Mariela R. Pow-Sang, MD, Victor Benavente, MD, Julio E. Pow-Sang, MD, Carlos Morante, MD, Luis Meza, MD, Mark Baker, MD, and Julio M. Pow-Sang, MD

Disclosures

Cancer Control. 2002;9(4) 

In This Article

Clinical Presentation

The clinical presentation of an invasive penile carcinoma is varied and may range from an area of induration or erythema to a nonhealing ulcer or a warty exophytic growth. Phimosis may obscure the tumor, thus possibly delaying diagnosis of the tumor until a bloody or foul-smelling discharge occurs.

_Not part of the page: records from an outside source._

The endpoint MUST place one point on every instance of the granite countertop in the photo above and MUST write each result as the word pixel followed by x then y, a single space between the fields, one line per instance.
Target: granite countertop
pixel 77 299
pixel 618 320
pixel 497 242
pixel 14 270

All penile lesions, particularly those under a nonretractile foreskin, require a high index of suspicion for neoplasia. A penile lesion that does not resolve after 2 to 3 weeks of careful observation and skin care requires biopsy. If possible, biopsies should include enough tissue to determine the depth of invasion since this will ultimately affect therapy. In large lesions, the diagnosis is obtained by incisional biopsy.

In decreasing order of frequency, penile cancer develops in the glans (48%), prepuce (21%), glans and prepuce (9%), coronal sulcus (6%), and shaft (<2%). Careful palpation of the inguinal regions is important since palpable inguinal lymphadenopathy is present at diagnosis in 58% of patients (range 20% to 96%), and metastatic carcinoma will ultimately be diagnosed in 45% of these patients.[32] The remainder will have inflammatory lymphadenopathy that resolves following resection of the primary tumor and a 4- to 6-week course of oral antibiotics. In patients with nonpalpable inguinal lymph nodes at the time of resection of the primary tumor, 20% will ultimately be found to have metastatic disease in the superficial groin nodes. Late in the course of the disease, metastasis to retroperitoneal nodes, liver, lung, and brain can occur. Bulky unresectable nodes can erode into the femoral vessels leading to exsanguinating hemorrhage.[36]

The physical examination is key to the clinical evaluation of the patient with penile cancer. The assessment of the primary tumor should include the size, location, fixation, and involvement of the corporal bodies. The penile base and scrotum should be inspected to exclude neoplastic extension. Both groins should be palpated for inguinal lymphadenopathy.